How to Install Home Assistant on Raspberry Pi 4: Complete Beginner’s Guide

Home Assistant is the most powerful open-source smart home platform available today — and running it on a Raspberry Pi 4 gives you a fully local, subscription-free smart home hub for under $80. This guide walks you through every step, from downloading the image to your first automation.

What You Need

Before you start, gather the following hardware:

  • Raspberry Pi 4 (2GB RAM minimum, 4GB recommended)
  • MicroSD card — 32GB or larger, Class 10 or faster
  • USB-C power supply (official Raspberry Pi adapter preferred)
  • Ethernet cable (strongly recommended over Wi-Fi for stability)
  • A computer with an SD card reader

You do not need a monitor, keyboard, or mouse — Home Assistant runs headless.

Step 1: Download the Home Assistant OS Image

Go to home-assistant.io and navigate to Installation → Raspberry Pi. Download the latest Home Assistant OS image for Raspberry Pi 4 (64-bit). This is the recommended installation method — it gives you automatic updates, add-on support, and the full Supervisor interface.

Step 2: Flash the Image to Your SD Card

Download and install Balena Etcher (free, available for Mac, Windows, and Linux). Open Etcher, select the downloaded .img.xz file, select your SD card, and click Flash. The process takes about 5 minutes.

Alternatively, the Raspberry Pi Imager tool can flash Home Assistant OS directly from within the app — search for “Home Assistant” in the operating system list.

Step 3: First Boot

Insert the flashed SD card into your Raspberry Pi 4, connect the Ethernet cable, and plug in the power.
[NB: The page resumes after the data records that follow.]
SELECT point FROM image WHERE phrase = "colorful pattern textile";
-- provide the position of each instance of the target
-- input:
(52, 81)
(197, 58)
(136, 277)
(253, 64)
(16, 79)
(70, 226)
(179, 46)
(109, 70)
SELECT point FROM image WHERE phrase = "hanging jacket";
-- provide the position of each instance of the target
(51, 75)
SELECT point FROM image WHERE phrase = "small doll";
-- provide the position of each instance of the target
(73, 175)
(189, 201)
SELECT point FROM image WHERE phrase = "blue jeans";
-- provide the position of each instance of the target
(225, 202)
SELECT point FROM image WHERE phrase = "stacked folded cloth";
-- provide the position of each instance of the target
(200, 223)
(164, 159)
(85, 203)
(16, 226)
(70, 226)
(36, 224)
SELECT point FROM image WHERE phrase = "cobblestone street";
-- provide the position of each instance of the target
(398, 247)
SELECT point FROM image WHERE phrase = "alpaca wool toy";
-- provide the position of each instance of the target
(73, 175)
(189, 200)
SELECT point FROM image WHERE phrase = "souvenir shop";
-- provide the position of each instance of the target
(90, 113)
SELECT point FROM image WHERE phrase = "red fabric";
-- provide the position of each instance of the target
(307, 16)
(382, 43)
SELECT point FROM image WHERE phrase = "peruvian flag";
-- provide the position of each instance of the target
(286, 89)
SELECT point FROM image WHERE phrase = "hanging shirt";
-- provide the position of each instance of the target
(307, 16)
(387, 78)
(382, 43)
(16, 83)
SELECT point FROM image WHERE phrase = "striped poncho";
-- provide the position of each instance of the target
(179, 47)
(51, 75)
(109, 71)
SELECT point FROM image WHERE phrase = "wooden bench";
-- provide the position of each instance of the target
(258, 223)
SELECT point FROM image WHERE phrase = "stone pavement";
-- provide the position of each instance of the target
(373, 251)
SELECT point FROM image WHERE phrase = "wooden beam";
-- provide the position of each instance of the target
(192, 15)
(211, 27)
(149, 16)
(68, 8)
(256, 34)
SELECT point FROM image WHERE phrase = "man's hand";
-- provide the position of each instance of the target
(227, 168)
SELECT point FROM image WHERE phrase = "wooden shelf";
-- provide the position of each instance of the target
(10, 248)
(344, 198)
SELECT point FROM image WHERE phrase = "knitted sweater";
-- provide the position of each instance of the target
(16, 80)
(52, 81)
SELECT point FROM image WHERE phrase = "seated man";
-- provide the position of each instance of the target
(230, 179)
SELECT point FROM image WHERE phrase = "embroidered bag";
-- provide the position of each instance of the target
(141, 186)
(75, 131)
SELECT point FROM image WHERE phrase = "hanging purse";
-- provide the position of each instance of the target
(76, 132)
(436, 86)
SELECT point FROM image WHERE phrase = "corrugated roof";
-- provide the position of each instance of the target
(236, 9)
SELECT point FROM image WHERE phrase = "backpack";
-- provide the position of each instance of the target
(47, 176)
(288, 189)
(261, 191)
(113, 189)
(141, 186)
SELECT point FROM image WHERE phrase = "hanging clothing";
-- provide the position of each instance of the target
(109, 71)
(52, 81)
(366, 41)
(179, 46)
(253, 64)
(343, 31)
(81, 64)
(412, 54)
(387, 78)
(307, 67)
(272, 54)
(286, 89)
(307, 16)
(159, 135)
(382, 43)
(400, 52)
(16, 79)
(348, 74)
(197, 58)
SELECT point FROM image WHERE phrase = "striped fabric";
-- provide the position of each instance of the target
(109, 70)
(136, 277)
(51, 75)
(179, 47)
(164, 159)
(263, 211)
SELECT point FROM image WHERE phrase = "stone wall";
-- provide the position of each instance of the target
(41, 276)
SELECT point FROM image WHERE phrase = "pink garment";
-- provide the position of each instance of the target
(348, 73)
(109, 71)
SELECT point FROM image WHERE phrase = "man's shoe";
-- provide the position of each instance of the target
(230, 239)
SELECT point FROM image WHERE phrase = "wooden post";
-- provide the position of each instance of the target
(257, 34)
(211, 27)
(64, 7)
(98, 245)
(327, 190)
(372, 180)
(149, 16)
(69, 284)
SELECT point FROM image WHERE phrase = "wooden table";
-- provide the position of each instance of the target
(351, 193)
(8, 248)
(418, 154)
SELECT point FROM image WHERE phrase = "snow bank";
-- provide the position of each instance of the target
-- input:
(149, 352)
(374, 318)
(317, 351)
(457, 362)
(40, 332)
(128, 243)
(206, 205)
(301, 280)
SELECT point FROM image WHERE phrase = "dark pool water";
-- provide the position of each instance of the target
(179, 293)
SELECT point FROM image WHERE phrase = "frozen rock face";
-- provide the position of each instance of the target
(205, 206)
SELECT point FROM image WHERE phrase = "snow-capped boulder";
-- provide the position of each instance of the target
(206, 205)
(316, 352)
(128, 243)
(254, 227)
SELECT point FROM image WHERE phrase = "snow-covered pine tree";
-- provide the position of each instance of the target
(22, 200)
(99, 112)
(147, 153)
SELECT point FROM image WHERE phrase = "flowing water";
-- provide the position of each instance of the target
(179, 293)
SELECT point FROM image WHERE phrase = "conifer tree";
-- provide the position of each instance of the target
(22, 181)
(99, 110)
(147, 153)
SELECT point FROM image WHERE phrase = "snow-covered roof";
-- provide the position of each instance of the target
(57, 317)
The first boot takes 10–20 minutes as Home Assistant downloads and installs the latest version. Do not interrupt this process.

Open a browser on any device on the same network and go to http://homeassistant.local:8123. If that does not work, find the Pi IP address from your router and use http://192.168.x.x:8123 instead.
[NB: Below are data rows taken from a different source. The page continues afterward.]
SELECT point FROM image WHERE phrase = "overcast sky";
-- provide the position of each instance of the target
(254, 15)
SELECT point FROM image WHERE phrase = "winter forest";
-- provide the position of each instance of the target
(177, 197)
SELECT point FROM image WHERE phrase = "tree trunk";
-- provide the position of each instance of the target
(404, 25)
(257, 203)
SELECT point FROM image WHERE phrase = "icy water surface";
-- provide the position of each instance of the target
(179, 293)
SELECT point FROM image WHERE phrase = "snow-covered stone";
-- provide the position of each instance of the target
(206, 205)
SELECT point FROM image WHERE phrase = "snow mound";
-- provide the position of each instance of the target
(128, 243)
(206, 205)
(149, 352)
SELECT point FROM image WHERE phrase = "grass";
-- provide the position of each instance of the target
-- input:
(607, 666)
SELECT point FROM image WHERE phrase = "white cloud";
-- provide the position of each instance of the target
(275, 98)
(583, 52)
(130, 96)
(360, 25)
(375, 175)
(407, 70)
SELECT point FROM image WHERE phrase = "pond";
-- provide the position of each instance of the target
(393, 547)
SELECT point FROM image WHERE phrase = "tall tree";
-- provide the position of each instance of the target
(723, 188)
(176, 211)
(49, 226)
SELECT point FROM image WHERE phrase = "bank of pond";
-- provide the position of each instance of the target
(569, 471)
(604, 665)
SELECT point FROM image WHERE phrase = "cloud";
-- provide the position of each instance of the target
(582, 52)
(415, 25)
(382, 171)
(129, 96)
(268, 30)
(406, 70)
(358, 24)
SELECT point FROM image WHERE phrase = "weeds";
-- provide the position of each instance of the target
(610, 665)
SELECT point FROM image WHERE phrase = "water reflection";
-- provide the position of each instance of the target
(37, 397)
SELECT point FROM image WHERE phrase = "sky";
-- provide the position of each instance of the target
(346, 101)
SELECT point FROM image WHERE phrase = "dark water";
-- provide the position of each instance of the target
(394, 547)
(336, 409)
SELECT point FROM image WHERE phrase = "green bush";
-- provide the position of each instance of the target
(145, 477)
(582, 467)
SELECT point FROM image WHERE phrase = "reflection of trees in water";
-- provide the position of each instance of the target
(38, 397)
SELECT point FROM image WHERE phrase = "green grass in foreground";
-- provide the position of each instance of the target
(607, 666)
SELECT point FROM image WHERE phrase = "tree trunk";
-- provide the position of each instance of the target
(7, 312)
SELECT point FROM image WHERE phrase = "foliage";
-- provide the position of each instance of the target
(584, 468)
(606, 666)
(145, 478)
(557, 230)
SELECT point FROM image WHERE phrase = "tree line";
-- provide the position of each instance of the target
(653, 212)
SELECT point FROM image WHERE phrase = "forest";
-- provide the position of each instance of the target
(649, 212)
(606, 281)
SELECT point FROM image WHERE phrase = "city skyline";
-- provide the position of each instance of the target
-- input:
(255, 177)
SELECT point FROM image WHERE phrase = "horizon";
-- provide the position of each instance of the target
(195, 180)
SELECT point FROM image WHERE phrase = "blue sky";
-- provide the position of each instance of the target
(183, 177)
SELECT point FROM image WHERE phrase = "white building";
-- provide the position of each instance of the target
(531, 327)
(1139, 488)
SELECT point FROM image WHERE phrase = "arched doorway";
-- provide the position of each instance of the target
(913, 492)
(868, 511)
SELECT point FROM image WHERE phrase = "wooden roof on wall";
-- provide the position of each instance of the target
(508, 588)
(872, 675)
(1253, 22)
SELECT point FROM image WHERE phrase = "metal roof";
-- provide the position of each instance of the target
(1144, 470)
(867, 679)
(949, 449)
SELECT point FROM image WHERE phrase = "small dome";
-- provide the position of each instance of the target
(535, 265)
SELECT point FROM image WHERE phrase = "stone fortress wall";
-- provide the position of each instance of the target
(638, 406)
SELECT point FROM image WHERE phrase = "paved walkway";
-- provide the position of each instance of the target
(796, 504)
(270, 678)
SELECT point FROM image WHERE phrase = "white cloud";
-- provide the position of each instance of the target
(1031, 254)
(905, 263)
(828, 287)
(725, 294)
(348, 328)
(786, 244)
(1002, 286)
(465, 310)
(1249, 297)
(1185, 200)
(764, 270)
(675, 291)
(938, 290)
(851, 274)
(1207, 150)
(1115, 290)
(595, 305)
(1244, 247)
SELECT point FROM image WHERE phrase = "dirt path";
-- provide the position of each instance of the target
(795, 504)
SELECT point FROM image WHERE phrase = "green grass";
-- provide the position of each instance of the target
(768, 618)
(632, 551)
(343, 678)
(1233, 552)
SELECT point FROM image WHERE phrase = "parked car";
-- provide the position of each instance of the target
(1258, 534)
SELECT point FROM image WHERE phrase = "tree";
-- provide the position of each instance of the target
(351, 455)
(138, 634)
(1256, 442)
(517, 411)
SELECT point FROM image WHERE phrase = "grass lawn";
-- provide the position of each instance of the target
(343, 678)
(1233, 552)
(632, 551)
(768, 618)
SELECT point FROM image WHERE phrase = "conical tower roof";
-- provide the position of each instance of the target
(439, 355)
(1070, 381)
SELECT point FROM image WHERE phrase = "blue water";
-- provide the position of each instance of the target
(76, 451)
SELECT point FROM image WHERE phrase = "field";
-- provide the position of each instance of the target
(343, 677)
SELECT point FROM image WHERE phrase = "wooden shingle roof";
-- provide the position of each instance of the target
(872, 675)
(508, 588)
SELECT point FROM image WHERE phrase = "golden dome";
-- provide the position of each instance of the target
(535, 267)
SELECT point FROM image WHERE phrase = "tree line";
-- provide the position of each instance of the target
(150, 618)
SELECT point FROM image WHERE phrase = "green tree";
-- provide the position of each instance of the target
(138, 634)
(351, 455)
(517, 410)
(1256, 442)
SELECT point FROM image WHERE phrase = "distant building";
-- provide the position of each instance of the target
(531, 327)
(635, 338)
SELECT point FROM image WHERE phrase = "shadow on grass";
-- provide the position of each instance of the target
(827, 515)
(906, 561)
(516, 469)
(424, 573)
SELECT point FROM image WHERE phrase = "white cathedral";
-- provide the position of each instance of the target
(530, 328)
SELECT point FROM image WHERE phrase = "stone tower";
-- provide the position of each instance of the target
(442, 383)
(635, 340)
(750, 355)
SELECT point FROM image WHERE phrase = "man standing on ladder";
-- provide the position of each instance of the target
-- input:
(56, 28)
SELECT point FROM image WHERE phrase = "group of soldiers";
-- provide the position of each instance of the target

Step 4: Initial Setup Wizard

The setup wizard will guide you through creating your admin account, setting your location and timezone, and auto-discovering devices on your network. Home Assistant will automatically detect many devices — Philips Hue bridges, Sonos speakers, Chromecast devices, and more.

Step 5: Install Key Add-ons

Navigate to Settings → Add-ons → Add-on Store and install these essentials:

  • Studio Code Server — edit configuration files directly in the browser
  • Terminal & SSH — command-line access from the browser
  • Mosquitto Broker — local MQTT broker for Zigbee and other devices

Step 6: Your First Automation

Go to Settings → Automations → Create Automation. A simple first automation: turn on a light when motion is detected. Set the trigger to your motion sensor, the action to turn on a light, and optionally add a condition limiting it to after sunset. Save and test — everything runs locally, with no cloud required.

SSD vs SD Card

SD cards can fail after heavy write cycles. For a long-term installation, boot from a USB SSD instead. A 120GB SSD costs around $20–30 and dramatically improves both speed and reliability. The setup process is the same — just flash to the SSD and connect via USB 3.0.

Next Steps

With Home Assistant running, explore integrations for your existing devices, set up a Zigbee coordinator for local device control, and check out the Frigate NVR add-on if you want local security cameras. The Home Assistant community at community.home-assistant.io is one of the most helpful in the tech world.